The present invention realizes the laser head assembly of big aspect ratio processing, including beam propagation and transformation mechanism 3, the beam Propagation
The laser beam 1 that top laser issues is converted to the salt free ligands focus on light beam acted on 2 surface of underlying workpiece by mapping device 3
5, the beam propagation and transformation mechanism 3 includes expanding component 4 and axial cone mirror composite module 6, and the component 4 that expands is by laser beam 1
It is expanded into parallel Gaussian beam 16, the axial cone mirror composite module 6, which focuses Gaussian beam 16, generates salt free ligands focusing light
Beam 5, as shown in Figure 1.
There are three types of prioritization schemes for the axial cone mirror composite module 6:
One, the axial cone mirror composite module 6 includes the positive axis axicon lens I 7 and monocular that coaxial arrangement is moved towards by optical path
8, the incidence end planar diameter of the positive axis axicon lens I 7 (forward direction) is greater than 16 diameter of Gaussian beam, the base angle degree of positive axis axicon lens I 7
For γ1, the refractive index of positive axis axicon lens I 7 is n1, and the angle of inside refracted light and optical axis is θ1, the nothing of the generation of positive axis axicon lens I 7
The maximum transmission distance of diffracted beam 14 is Zmax1, the monocular 8 is at a distance from positive axis axicon lens I 7 greater than Zmax1, monotubular
The Beams 14 that telescope 8 generates positive axis axicon lens I 7, which focus, becomes salt free ligands focus on light beam 5, salt free ligands focus on light beam 5
Transmission range be Zmax2(salt free ligands region), transmission range Zmax2It is salt free ligands focus on light beam 5 from 8 distance D of monocular
Operating distance, r0For the diameter of 5 center spot of salt free ligands focus on light beam, as shown in Figure 2.
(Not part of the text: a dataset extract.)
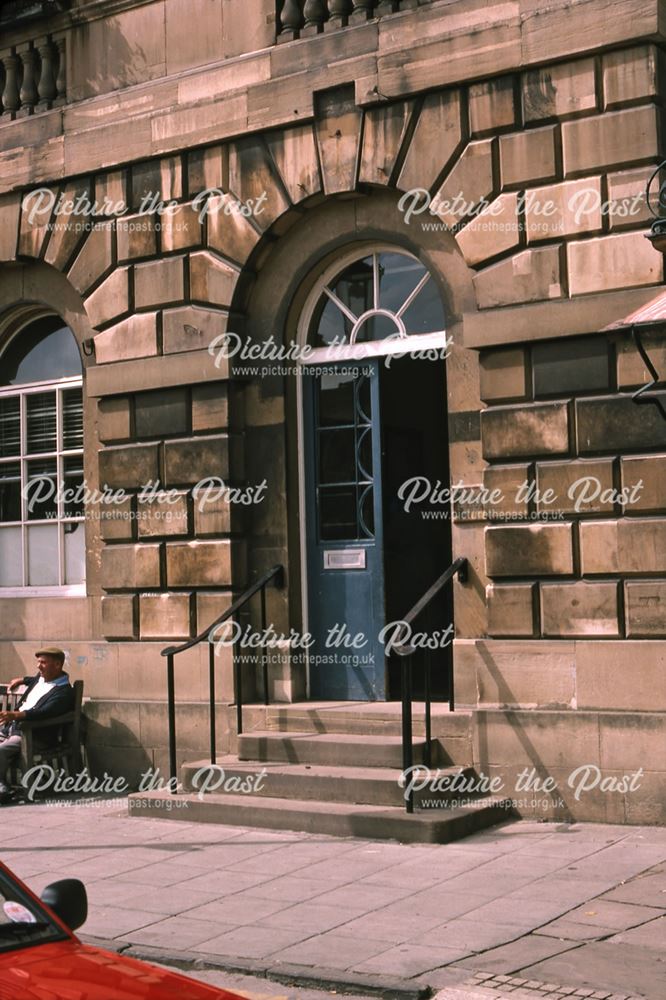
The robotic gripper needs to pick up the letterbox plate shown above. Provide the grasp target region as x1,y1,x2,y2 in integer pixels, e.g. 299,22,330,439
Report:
324,549,365,569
Two, the axial cone mirror composite module 6 includes the positive axis axicon lens I 7 (forward direction) that coaxial arrangement is moved towards by optical path, orthopyamid
The incidence end planar diameter of mirror II 9 (reversed) and positive axis axicon lens III 10 (forward direction), the positive axis axicon lens I 7 is greater than Gaussian beam 16
Diameter, the base angle degree of positive axis axicon lens I 7 are γ1, the refractive index of positive axis axicon lens I 7 is n1, inside refracted light and optical axis
Angle is θ1, the maximum transmission distance for the Beams 14 that positive axis axicon lens I 7 generates is Zmax1, the positive axis axicon lens II 9 and just
The parameter of axial cone mirror III 10 is identical and mirror symmetry setting (positive axis axicon lens II 9 and the opposite end face of positive axis axicon lens III 10 are flat
Face), it is γ that the refractive index of positive axis axicon lens II 9 and positive axis axicon lens III 10, which is n2, base angle degree,2, the positive axis axicon lens III 10
Refracted light and the angle of optical axis be θ2, the distance between positive axis axicon lens II 9 and positive axis axicon lens I 7 L are greater than Zmax1And this away from
At L, Beams 14 are converted to collimated light beam 17 by positive axis axicon lens II 9, and the positive axis axicon lens III 10 is by collimated light beam 17
Salt free ligands focus on light beam 5 is converted to, the transmission range of salt free ligands focus on light beam 5 is Zmax2(salt free ligands region), transmission range Zmax2
It is the operating distance of salt free ligands focus on light beam 5, r from III 10 distance D of positive axis axicon lens0For 5 center spot of salt free ligands focus on light beam
Diameter, as shown in Figure 3.
Three, the axial cone mirror composite module 6 includes the negative axial cone mirror 11 that coaxial arrangement is moved towards by optical path, positive axis axicon lens IV 12
(reversed) and positive axis axicon lens V 13 (forward direction), the positive axis axicon lens IV 12 is identical with the parameter of positive axis axicon lens V 13 and mirror symmetry
(positive axis axicon lens IV 12 and the opposite end face of positive axis axicon lens V 13 be plane) is set, and the incident transverse plane of the negative axial cone mirror 11 is straight
Diameter is greater than 16 diameter of Gaussian beam, and the base angle degree of negative axial cone mirror 11 is γ1, the refractive index of negative axial cone mirror 11 is n1, outside
The angle of refracted light and optical axis is θ1, the refractive index of positive axis axicon lens IV 12 and positive axis axicon lens V 13 is that n2, base angle degree are equal
For γ2, the refracted light of the positive axis axicon lens V 13 and the angle of optical axis are θ2, the annular hollow beam of the negative generation of axial cone mirror 11
15 transmission range is L (the distance between i.e. negative axial cone mirror 11 and positive axis axicon lens IV 12), and at transmission range L, annular is empty
The overall diameter (i.e. right end diameter in Fig. 4) of heart light beam 15 is less than the diameter of positive axis axicon lens IV 12 and positive axis axicon lens IV 12 will be annular empty
Heart light beam 15 is converted to collimated light beam 17, and collimated light beam 17 is ultimately converted to focus light for salt free ligands by the positive axis axicon lens V 13
Beam 5, the transmission range of salt free ligands focus on light beam 5 are Zmax(salt free ligands region), transmission range ZmaxFrom positive axis axicon lens V 13 away from
From the operating distance that D is salt free ligands focus on light beam 5, r0For the diameter of 5 center spot of salt free ligands focus on light beam, operating distance D by
Negative axial cone mirror 11, positive axis axicon lens IV 12 and positive axis axicon lens V 13 parameter and negative axial cone mirror 11 and positive axis axicon lens IV 12 between away from
It is codetermined from L, as shown in Figure 4.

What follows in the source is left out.